Pada prinsipnya semua hukum yang diturunkan oleh Allah adalah hak Allah dalam arti wajib dilakukan. Adanya pemisahan kategori dalam rangka agar dapat membedakan antara hukum yang penyelesaiannya terdapat jalan alternatif dan hukum yang cara penyelesaiannya tidak terdapat jalan alternatif, dengan kata lain harus mengikuti ketentuan hukum yang sudah ada dalam nash.
Dalam masalah kewarisan timbul pertanyaan, apakah hak seseorang untuk mewarisi ahli warisnya yang meninggal termasuk kategori hak Allah atau hak hamba?
Menurut pendapat Muhammad Abu Zahrah dalam bukunya ushul fiqh beliau menegaskan bahwa hak seseorang untuk mewarisi harta peninggalan ahli warisnya yang meninggal dunia termasuk dalam kategori hak hamba atau hak perorangan secara murni. Berdasarkan keterangan Abu Zahrah tersebut, pembagian harta warisan apabila setiap ahli waris rela membaginya dengan cara kekeluargaan atau perdamaian sesuai dengan kesepakatan setiap pihak yang terkait. Hal ini tentunya sah saja dilakukan apabila ada persetujuan antara ahli waris yang merelakan atau menggugurkan haknya dalam pembagian harta warisannya untuk diserahkan kepada ahli waris yang lain.

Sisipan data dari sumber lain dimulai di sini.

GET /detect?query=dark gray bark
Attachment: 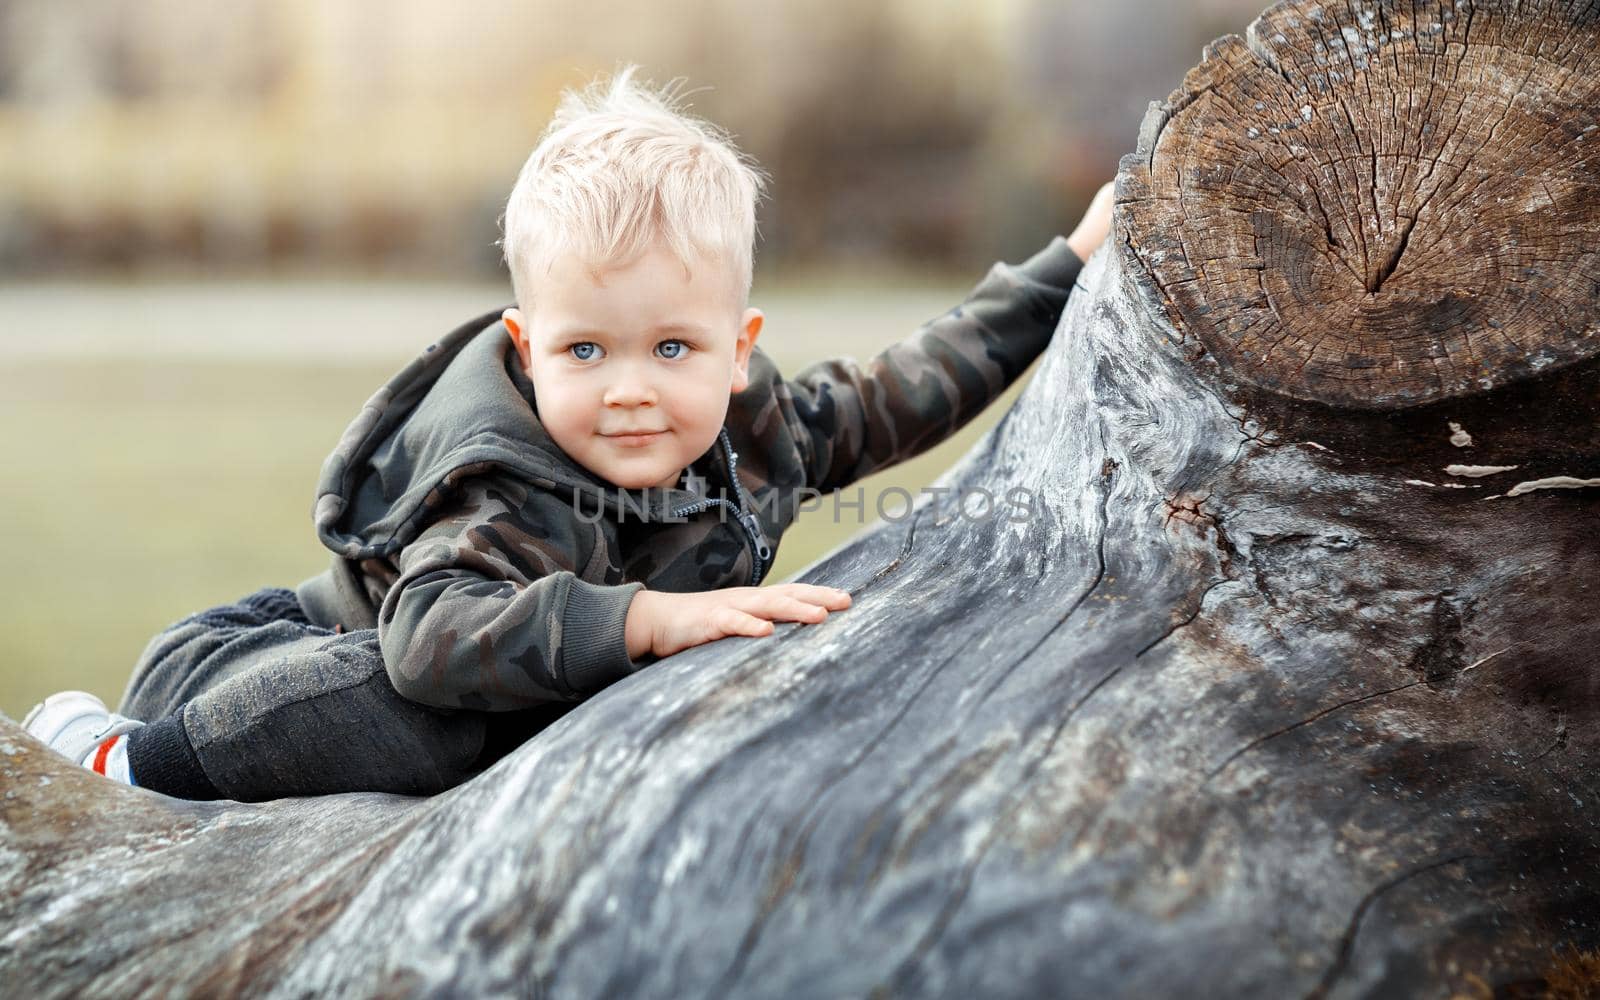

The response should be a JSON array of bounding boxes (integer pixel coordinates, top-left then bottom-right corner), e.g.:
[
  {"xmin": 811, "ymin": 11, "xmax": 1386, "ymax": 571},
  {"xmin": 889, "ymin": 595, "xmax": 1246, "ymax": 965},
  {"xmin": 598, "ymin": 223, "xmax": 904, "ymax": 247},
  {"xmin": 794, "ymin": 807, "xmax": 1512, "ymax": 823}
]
[{"xmin": 3, "ymin": 1, "xmax": 1598, "ymax": 996}]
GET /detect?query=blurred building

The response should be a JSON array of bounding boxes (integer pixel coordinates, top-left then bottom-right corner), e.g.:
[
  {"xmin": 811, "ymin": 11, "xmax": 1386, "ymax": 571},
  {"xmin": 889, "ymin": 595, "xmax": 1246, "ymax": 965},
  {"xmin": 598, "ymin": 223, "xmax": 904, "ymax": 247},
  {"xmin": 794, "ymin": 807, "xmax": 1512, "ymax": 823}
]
[{"xmin": 0, "ymin": 0, "xmax": 1264, "ymax": 278}]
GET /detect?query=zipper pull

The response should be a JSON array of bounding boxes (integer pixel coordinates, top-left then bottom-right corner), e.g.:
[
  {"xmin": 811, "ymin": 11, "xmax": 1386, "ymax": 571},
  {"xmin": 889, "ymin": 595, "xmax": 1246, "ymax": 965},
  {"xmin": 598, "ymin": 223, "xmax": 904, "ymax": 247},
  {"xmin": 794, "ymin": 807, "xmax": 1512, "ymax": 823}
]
[{"xmin": 740, "ymin": 511, "xmax": 772, "ymax": 562}]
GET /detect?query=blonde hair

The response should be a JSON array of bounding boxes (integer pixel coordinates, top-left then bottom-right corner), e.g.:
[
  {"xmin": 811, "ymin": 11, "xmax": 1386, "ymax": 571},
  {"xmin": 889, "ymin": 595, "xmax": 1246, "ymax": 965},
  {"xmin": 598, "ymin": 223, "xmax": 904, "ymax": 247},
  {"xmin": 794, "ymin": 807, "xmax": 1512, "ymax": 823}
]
[{"xmin": 499, "ymin": 66, "xmax": 766, "ymax": 310}]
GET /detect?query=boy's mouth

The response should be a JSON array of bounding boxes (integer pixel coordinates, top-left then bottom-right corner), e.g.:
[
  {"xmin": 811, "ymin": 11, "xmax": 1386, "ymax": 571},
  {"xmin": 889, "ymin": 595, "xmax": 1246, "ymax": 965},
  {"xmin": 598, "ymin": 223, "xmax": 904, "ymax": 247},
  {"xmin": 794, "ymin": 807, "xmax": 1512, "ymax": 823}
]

Namun secara normatif pembagian warisan hanya bisa dilakukan sesuai dengan ketentuan yang sudah jelas yang ada di dalam Alquran dan sunah, menurut para ulama juga sepakat bahwa ketentuan yang ada dalam nash tersebut termasuk ayat-ayat dan sunah yang menunjukkan petunjuk yang pasti atau dalalah qath'i.
Pembagian warisan dengan shulhu dapat dilakukan dalam keadaan tertentu. Artinya, apabila di dalam kenyataan ahli waris yang menerima bagiannya lebih besar secara ekonominya telah berkecukupan dan di sisi lain terdapat ahli waris lainnya yang menerima bagian lebih sedikit dan dalam keadaan ekonomi yang kekurangan, maka pembagian warisan di antara ahli waris tersebut dapat dilakukan dengan cara shulhu atau bermufakat untuk melakukan perdamaian dalam pembagian harta warisan tersebut.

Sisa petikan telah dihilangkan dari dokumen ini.